Actually it is not enough to will; it is necessary to will to will. Take, for example, a given situation: I can react to it emotionally. We have shown elsewhere that emotion is not a physiological tempest; it is a reply adapted to the situation; it is a type of conduct, the meaning and form of which are the object of an intention of consciousness which aims at attaining a particular end by particular means. In contrast to this conduct voluntary and rational conduct will consider the situation scientifically, will reject the magical, and will apply itself to realizing determined series and instrumental complexes which will enable us to resolve the problems.

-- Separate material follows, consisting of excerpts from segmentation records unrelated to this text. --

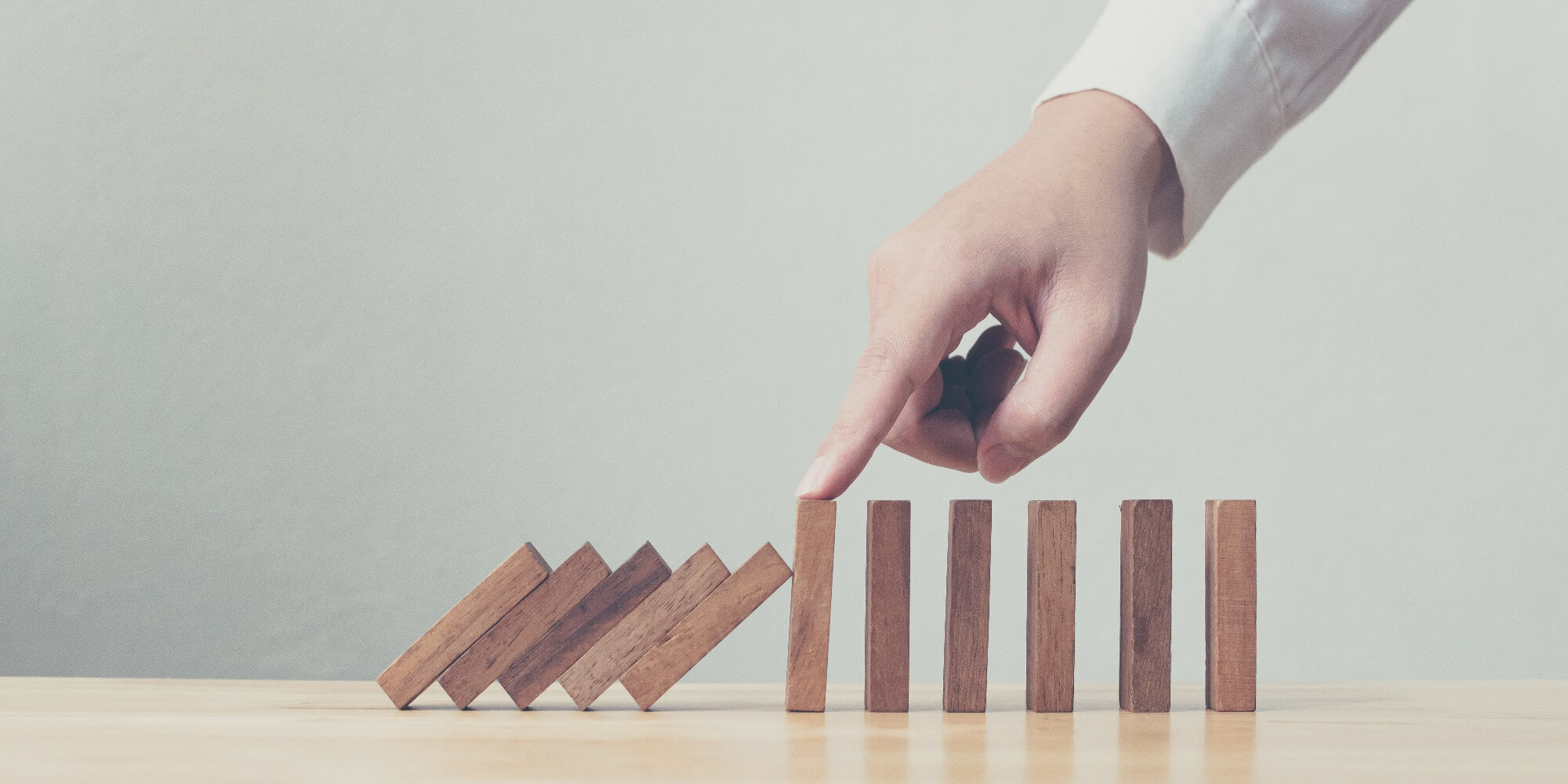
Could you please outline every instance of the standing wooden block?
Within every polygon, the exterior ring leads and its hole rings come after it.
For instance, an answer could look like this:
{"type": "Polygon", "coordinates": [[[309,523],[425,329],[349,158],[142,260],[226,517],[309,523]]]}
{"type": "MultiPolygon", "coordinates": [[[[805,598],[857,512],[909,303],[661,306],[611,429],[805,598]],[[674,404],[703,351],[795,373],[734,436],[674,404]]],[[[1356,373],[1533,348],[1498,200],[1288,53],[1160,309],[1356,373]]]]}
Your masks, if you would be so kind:
{"type": "Polygon", "coordinates": [[[1077,503],[1029,502],[1024,704],[1073,712],[1073,613],[1077,593],[1077,503]]]}
{"type": "Polygon", "coordinates": [[[533,544],[525,543],[517,547],[517,552],[502,561],[489,577],[474,586],[436,621],[436,626],[414,640],[403,655],[376,676],[376,684],[392,698],[394,706],[408,707],[549,574],[550,564],[544,563],[533,544]]]}
{"type": "Polygon", "coordinates": [[[790,569],[784,558],[779,558],[771,544],[764,544],[735,569],[735,574],[702,599],[691,615],[682,618],[659,644],[643,654],[621,676],[621,685],[643,710],[648,710],[789,577],[790,569]]]}
{"type": "Polygon", "coordinates": [[[579,547],[441,674],[441,688],[458,707],[469,707],[508,665],[543,640],[608,575],[610,568],[591,544],[579,547]]]}
{"type": "Polygon", "coordinates": [[[1258,710],[1258,502],[1204,505],[1204,701],[1258,710]]]}
{"type": "Polygon", "coordinates": [[[837,503],[795,502],[795,580],[789,590],[784,710],[828,704],[828,622],[833,618],[833,533],[837,503]]]}
{"type": "Polygon", "coordinates": [[[1171,709],[1171,502],[1121,502],[1121,709],[1171,709]]]}
{"type": "Polygon", "coordinates": [[[866,710],[909,710],[909,502],[866,502],[866,710]]]}
{"type": "Polygon", "coordinates": [[[643,543],[619,569],[561,616],[543,640],[506,666],[500,674],[502,688],[519,709],[527,709],[668,579],[670,566],[652,544],[643,543]]]}
{"type": "Polygon", "coordinates": [[[663,640],[726,577],[729,577],[729,569],[724,561],[718,560],[718,554],[704,544],[652,596],[599,638],[561,676],[561,687],[572,696],[579,709],[586,710],[621,677],[621,673],[626,673],[649,648],[663,640]]]}
{"type": "Polygon", "coordinates": [[[947,638],[942,710],[983,713],[991,637],[991,502],[947,505],[947,638]]]}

4. OUR VERY IDENTITIES ARE DETERMINED BY OUR CHOICES

Jean-Paul Satire, philosopher. BEING AND NOTHINGNESS, 1994, p. 462

And as our being is precisely our original choice, the consciousness (of) the choice is identical with the self-consciousness which we have. One must be conscious in order to choose, and one must choose in order to be conscious. Choice and consciousness are one and the same thing.